Assuming the time interval between $n-1^{th}$ and $n^{th}$ is larger than $\tau$, we can show all time intervals between events as follows:

$t_1,t_2,t_3,\dots t_n$

all $t_i,\ 1\le i \le n$, have i.d.d exponential distribution with expected value $\frac{1}{\lambda}$. So:

($E[t_1]=E[t_2]=\dots\ E[t_n]=\frac{1}{\lambda}$).

Assuming PDF for $t=\sum_{i=1}^{n-1}t_i + t_n$ indicated by $f(t|n)$, We can define PDF $f(t)$ for the interval time between start and end of the system over $t=\sum_{i=1}^{n-1}t_i + t_n$ as follows:

$f(t)=\sum_{n=1}^{\infty}f(t|n)P(n)$

in which $P(n) = (1-e^{-\lambda \tau})^{n-1}e^{-\lambda \tau}$

Now, Wee need to calculate the Expected value for $t$. How?

Afterwards, I need to consider a different story.
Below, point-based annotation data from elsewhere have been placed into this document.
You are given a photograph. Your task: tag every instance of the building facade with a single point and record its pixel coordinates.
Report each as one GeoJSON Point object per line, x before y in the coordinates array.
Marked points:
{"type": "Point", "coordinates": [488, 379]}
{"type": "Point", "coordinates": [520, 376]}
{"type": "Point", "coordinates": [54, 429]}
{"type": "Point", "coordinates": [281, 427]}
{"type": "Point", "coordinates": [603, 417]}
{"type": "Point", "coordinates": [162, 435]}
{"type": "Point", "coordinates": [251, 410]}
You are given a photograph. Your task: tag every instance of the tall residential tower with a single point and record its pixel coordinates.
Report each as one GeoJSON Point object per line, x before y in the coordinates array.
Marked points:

We have the same system in which events happen one after each other. The time interval between each two events shown by random variable $t_i$.we can show all time intervals between events as follows:

$t_1,t_2,t_3,\dots t_n$

all $t_i,\ 1\le i \le n$, have i.d.d exponential distribution with expected value $\frac{1}{\lambda}$. So:

($E[t_1]=E[t_2]=\dots\ E[t_n]=\frac{1}{\lambda}$).
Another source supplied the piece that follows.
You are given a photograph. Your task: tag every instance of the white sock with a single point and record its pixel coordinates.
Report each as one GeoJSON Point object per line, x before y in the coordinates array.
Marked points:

The system HOWEVER keeps running as long as the time interval between the $i-1^{th}$ event and $i+1^{th}$ event is less than $\tau$. In other words, the system keeps running as long as $t_1+t_2 < \tau, t_2+t_3 < \tau, t_3+t_4 < \tau$ and so on. The system stops as soon as $t_{n-1}+t_n > \tau$.

Now, how can I find the Expected Value for $t=\sum_{i=1}^{n-2}t_i + t_{n-1} + t_n$ conditional on $n$.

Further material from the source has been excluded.